[Date Prev][Date Next][Thread Prev][Thread Next][Date Index][Thread Index]

Multiple files per database in Objectivity



Multiple files per database in Objectivity

Dave Malon heard at the RD45 meeting of the proposed scheme that
Objectivity plans to implement for supporting multiple files per
database.  At SC98, I stopped at the Objectivity booth and talked to
Leon Guzenga and another person (I forgot his name) to explain what they
plan to do and how it will effect the GC work.  Here is what I got.

It will be possible to split each database into multiple files.  A file
is made of an integral number of containers.  A max_file_size will be
specified for each database, as well as a max_database_size.  Thus,
dividing the database size by the file size determines how many files
can be in a database.  Dividing the file size by the container size
determines the number of containers per file.  One can choose to have
exactly one container per file, but multiple containers will be
supported as well.

For example, container size: 100 MB, file size: 1 GB, database size: 50
GB, imply 10 containers/file, and max of 50 files/database.  
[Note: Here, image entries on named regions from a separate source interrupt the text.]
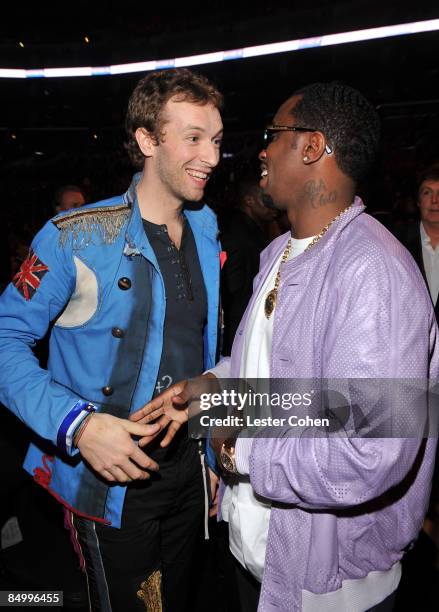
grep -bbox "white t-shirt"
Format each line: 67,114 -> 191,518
420,221 -> 439,304
221,236 -> 314,581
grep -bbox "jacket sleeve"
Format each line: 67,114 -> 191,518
0,221 -> 95,454
236,247 -> 437,509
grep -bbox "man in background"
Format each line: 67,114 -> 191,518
54,185 -> 85,213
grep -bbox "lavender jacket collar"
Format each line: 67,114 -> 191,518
212,198 -> 439,612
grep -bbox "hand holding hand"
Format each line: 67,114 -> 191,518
78,412 -> 160,482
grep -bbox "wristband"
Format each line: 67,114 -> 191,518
73,412 -> 94,448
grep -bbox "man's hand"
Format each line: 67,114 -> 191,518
129,373 -> 217,448
78,412 -> 160,482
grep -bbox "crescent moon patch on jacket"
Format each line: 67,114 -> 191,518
55,257 -> 98,327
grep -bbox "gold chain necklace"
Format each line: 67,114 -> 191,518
264,204 -> 352,319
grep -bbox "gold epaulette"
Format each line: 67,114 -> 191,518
52,204 -> 131,247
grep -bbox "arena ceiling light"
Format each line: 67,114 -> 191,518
0,19 -> 439,79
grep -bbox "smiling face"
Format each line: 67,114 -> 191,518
418,179 -> 439,225
259,96 -> 303,210
150,97 -> 223,203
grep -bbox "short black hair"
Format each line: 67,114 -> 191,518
418,163 -> 439,190
291,81 -> 380,182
Neither the containers nor the files have to be full.  For consecutive
writes the system will fill containers one after another.  Suppose that
for the above setup a database is written 2 MBs chunks at a time.  Then,
after the first container will be filled with 50 chunks, the system will
automatically fill the second container, etc.  This will continue till
all 10 containers are full.  Container 11 is then the beginning of the
second file, etc.

However, if one wished to terminate a file before all of its containers
are full, that can be done by asking to write to the first container of
the next file.  For example, suppose, one wishes to close the first file
after 60 writes each 2 MBs.  50 write will fill the first container, and
10 will go into the second.  One can then choose to write the next
chunk  (the 61st chunk) into container 11, which the first container of
the second file of the database.  Space will not be wasted, though. 
Only the written pages make up the file.  So, effectively one can create
any file size up to the max declared.

All files are closed at the same time when the database is closed.

The directory will not contain the names of individual files, only the
name of the database.  However, a function will be provided to get the
container size and the file size for each database.  Thus, given an
object_id, one can use the container_id and the sizes to calculate the
file_number.  Using the database_id, one can get the database_name from
the directory.  Concatenating the database_name and the file_number is
the unique file name.

A consequence of this scheme is that all the files in the same database
must reside in the same directory.  

The reason for this scheme is to minimize the changes needed to the
Objectivity modules, while maintaining the current functionality.  A
choice of the file size to be the same as the database size is a default
that will support all current applications without change.

So, I think we can work with this setup with little adjustments to the
GC components.

Arie.

p.s.  I asked if it will be possible to have open_file, close_file
functions, so that when writing one does not have to keep tracks which
containers to write to.  A "close" could be fake, only having the effect
of stopping the writes into a file.  An "open" will have the effect of
starting the following write to the first container of the next file. 
The answer was "no", but they said they'll put this request on the list
of requested features.  If this is important to people who generate
files, they should make it clear to Objectivity as early as possible.